For programmers wishing to program MapReduce jobs in languages (including R) other than Java, a second option is to make use of Hadoop’s Streaming API. User-submitted MapReduce jobs undergo data transformations with the assistance of UNIX standard streams and serialization, guaranteeing Java-compliant input to Hadoop — regardless of the language originally inputted by the programmer.

Developers continue to explore various strategies to leverage the distributed computation capability of MapReduce and the almost limitless storage capacity of HDFS in ways that can be exploited by R.

Integration of Hadoop with R is ongoing, with offerings available from IBM (Big R as part of BigInsights) and Revolution Analytics (Revolution R Enterprise). Bridging solutions that integrate high-level programming and querying languages with Hadoop, such as RHive and RHadoop, are also available.

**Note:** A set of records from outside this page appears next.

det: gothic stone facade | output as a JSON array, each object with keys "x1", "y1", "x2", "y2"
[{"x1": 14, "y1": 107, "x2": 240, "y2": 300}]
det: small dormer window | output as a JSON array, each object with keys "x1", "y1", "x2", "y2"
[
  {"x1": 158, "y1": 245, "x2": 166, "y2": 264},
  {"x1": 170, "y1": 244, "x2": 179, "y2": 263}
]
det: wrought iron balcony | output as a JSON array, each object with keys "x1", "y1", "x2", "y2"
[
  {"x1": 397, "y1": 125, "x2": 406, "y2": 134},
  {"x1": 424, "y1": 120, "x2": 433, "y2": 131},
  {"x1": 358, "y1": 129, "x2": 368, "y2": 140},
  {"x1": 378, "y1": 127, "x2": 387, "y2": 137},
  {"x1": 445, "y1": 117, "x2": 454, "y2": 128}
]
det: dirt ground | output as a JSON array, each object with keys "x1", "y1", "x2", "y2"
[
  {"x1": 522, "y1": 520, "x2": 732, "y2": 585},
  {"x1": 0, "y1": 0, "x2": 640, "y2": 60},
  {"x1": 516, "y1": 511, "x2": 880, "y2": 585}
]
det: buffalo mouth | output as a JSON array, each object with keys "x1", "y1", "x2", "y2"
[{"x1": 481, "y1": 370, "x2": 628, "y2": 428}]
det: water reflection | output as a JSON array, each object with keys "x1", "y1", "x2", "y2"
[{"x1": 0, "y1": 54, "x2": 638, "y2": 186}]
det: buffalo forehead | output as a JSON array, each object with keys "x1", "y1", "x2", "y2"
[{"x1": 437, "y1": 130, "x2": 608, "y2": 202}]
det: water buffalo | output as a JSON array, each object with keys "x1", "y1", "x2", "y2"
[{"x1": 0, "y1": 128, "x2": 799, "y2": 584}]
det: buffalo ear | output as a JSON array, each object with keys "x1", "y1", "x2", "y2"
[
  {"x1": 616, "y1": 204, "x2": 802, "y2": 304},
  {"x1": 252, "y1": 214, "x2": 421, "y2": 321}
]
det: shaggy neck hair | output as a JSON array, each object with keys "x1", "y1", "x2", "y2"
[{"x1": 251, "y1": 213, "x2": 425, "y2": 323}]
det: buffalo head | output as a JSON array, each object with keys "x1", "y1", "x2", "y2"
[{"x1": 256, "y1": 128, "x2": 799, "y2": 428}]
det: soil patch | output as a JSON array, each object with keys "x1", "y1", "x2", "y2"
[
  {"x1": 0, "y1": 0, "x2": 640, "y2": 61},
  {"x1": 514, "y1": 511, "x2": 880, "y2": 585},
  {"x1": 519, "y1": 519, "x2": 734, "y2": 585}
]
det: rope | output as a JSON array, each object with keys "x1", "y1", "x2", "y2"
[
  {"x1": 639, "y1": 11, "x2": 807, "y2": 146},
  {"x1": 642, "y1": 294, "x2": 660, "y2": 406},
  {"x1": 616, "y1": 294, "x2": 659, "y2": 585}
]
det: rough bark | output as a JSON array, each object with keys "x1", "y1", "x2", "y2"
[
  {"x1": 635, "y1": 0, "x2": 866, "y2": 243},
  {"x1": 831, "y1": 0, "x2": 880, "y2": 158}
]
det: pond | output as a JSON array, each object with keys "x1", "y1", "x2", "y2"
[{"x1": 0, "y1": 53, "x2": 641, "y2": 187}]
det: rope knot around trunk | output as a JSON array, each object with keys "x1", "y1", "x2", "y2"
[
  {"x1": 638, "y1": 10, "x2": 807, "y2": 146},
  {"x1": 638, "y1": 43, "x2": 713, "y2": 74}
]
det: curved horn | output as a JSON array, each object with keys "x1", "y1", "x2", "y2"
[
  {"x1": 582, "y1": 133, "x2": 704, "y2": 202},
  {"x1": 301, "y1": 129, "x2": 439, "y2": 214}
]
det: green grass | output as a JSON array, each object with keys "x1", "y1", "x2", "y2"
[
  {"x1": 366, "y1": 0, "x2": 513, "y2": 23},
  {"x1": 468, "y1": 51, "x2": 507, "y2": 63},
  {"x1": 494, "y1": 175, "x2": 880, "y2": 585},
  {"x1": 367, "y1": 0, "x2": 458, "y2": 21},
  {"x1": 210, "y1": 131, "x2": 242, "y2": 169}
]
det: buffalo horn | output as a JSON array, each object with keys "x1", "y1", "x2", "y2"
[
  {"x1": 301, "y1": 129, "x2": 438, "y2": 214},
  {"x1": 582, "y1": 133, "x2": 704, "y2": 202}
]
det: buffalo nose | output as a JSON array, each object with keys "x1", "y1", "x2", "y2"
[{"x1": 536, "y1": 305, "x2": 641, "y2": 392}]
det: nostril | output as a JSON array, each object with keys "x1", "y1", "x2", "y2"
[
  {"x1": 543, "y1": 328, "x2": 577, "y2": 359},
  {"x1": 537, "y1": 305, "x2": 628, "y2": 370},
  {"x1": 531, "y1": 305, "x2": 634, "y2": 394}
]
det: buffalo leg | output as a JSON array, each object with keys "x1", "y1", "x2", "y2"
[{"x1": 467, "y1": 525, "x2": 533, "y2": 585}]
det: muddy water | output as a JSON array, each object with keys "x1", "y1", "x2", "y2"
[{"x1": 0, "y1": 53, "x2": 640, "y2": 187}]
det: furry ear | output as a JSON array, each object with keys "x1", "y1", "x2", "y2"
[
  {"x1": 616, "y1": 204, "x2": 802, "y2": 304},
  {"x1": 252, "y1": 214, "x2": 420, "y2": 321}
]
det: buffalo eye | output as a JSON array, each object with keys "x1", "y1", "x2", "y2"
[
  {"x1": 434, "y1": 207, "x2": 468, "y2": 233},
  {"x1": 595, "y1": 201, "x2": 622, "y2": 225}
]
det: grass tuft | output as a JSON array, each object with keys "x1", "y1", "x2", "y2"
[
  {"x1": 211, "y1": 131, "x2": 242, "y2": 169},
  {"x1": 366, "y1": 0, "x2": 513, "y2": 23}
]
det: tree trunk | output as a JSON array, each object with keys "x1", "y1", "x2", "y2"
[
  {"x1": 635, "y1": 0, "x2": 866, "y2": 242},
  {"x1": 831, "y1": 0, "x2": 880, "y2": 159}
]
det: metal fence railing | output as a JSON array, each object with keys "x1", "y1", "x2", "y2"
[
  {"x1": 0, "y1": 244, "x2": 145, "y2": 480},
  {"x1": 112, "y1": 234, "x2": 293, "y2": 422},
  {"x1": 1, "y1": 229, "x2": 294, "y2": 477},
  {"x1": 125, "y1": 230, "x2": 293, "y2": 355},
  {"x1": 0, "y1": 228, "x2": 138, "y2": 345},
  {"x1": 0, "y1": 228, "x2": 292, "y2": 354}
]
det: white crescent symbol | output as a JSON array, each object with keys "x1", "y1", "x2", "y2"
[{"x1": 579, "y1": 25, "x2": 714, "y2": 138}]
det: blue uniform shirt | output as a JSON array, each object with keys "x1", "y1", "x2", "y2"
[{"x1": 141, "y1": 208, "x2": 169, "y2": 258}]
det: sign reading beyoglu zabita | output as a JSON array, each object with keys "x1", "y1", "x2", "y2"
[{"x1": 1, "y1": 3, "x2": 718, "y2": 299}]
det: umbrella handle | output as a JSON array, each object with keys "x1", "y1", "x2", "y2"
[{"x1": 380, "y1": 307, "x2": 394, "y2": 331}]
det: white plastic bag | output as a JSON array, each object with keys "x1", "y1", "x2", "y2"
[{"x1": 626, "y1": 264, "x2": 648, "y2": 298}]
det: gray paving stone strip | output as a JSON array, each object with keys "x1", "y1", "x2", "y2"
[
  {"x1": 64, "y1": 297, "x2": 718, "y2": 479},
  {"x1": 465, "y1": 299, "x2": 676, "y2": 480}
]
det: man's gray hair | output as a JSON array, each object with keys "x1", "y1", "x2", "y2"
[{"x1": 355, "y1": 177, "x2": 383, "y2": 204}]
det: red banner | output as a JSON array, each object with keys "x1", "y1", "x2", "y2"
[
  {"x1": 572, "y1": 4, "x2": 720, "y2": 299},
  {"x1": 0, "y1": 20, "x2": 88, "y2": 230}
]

Fundamentally, each system aims to deliver the deep analytical capabilities of the R language to much larger sets of data.

RHive

The RHive framework serves as a bridge between the R language and Hive. RHive delivers the rich statistical libraries and algorithms of R to data stored in Hadoop by extending Hive’s SQL-like query language (HiveQL) with R-specific functions. Through the RHive functions, you can use HiveQL to apply R statistical models to data in your Hadoop cluster that you have cataloged using Hive.

RHadoop

Another open source framework available to R programmers is RHadoop, a collection of packages intended to help manage the distribution and analysis of data with Hadoop. Three packages of note — rmr2, rhdfs, and rhbase — provide most of RHadoop’s functionality:

  • rmr2: The rmr2 package supports translation of the R language into Hadoop-compliant MapReduce jobs (producing efficient, low-level MapReduce code from higher-level R code).

  • rhdfs: The rhdfs package provides an R language API for file management over HDFS stores. Using rhdfs, users can read from HDFS stores to an R data frame (matrix), and similarly write data from these R matrices back into HDFS storage.

  • rhbase: rhbase packages provide an R language API as well, but their goal in life is to deal with database management for HBase stores, rather than HDFS files.

Revolution R

Revolution R (by Revolution Analytics) is a commercial R offering with support for R integration on Hadoop distributed systems. Revolution R promises to deliver improved performance, functionality, and usability for R on Hadoop. To provide deep analytics akin to R, Revolution R makes use of the company’s ScaleR library — a collection of statistical analysis algorithms developed specifically for enterprise-scale big data collections.

ScaleR aims to deliver fast execution of R program code on Hadoop clusters, allowing the R developer to focus exclusively on their statistical algorithms and not on MapReduce. Furthermore, it handles numerous analytics tasks, such as data preparation, visualization, and statistical tests.

IBM BigInsights Big R

Big R offers end-to-end integration between R and IBM’s Hadoop offering, BigInsights, enabling R developers to analyze Hadoop data. The aim is to exploit R’s programming syntax and coding paradigms, while ensuring that the data operated upon stays in HDFS. R datatypes serve as proxies to these data stores, which means R developers don’t need to think about low-level MapReduce constructs or any Hadoop-specific scripting languages (like Pig).

BigInsights Big R technology supports multiple data sources — including flat files, HBase, and Hive storage formats — while providing parallel and partitioned execution of R code across the Hadoop cluster. It hides many of the complexities in the underlying HDFS and MapReduce frameworks, allowing Big R functions to perform comprehensive data analytics — on both structured and unstructured data.

Finally, the scalability of Big R’s statistical engine allows R developers to make use of both pre-defined statistical techniques, as well as author new algorithms themselves.